In the Old Testament there are many stories of people on the move, not least the people of Israel in the book Exodus being led through the desert by Moses. They journeyed from slavery in Egypt to find a new land, the land promised to them by God, that would flow with milk and honey. I don’t know how Angela ended up in the favela, where she’d come from; maybe like so many she’d travelled in from the country hoping the city would give her and her children a better life. The people of Israel, on the run from Egypt, spent forty years in the desert. How long would Angela be in the desert of the favela?
The people of Israel reached the land God promised them; all they had to do was to cross the Jordan to enter a wonderful place, with fertile soil in which they could grow all they wanted. But before they crossed that river to enter the land, Moses told them they must never forget what they used to be, that they’d wandered in the desert, desperate for food and water, that they’d been slaves in Egypt. And they must never forget that it was God who’d brought them safely to the land they now held; so they must offer thanks, but more than that they must live thankfully.

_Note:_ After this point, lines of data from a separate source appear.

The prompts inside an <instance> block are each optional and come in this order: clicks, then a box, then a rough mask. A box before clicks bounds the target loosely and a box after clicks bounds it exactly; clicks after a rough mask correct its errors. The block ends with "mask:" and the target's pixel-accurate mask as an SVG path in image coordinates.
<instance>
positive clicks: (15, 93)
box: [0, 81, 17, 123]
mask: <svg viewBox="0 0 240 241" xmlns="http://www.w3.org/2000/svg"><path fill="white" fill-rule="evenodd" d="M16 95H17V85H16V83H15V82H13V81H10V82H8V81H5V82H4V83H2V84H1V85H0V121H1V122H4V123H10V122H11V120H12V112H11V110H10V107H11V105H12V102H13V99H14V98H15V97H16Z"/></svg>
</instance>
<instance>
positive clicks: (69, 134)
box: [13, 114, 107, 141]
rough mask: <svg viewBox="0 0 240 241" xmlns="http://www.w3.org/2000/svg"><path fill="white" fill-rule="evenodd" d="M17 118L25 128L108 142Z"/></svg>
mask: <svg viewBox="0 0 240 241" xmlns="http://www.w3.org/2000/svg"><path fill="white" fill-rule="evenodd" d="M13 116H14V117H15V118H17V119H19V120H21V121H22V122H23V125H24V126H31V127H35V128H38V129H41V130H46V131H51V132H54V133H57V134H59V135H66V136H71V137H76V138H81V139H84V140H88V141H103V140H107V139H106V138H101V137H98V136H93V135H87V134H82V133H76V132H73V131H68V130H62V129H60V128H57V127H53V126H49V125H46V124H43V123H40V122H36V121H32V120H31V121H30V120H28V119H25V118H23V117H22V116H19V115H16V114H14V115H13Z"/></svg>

Our harvest festival is a time to remember that, as one of the Psalms puts it, “The earth is the Lord’s, and all the fullness thereof; the round world and all that dwell therein.” Jesus says, “Consider the lilies; consider the ravens. Seek God’s kingdom above all else, and he will make sure you have what you need.” We thank God for all that’s good in our land and in our lives, but harvest brings responsibility as well as blessing. We honour the giver of our harvest when we use what he gives us according to his mind, and in a way that reflects his love. When we seek his kingdom.
God gives us a rich and beautiful world to share, but we can get depressed, or I can anyway, at all the bad news that comes our way, every bulletin is full of it. And the problems and sadnesses and inequalities of our world can sometimes - often - seem so big, so intractable, so unchangeable that we might just end up believing there’s nothing to be done. I think the church in Pelotas proved to me that day that I’d be wrong to think that. We may only be able to do small things like that soup kitchen, but lots of small things added together make a big thing. Harvest is there to be shared and used, not hoarded up. And every small act of sharing moves us all just a step or two closer to the promised land.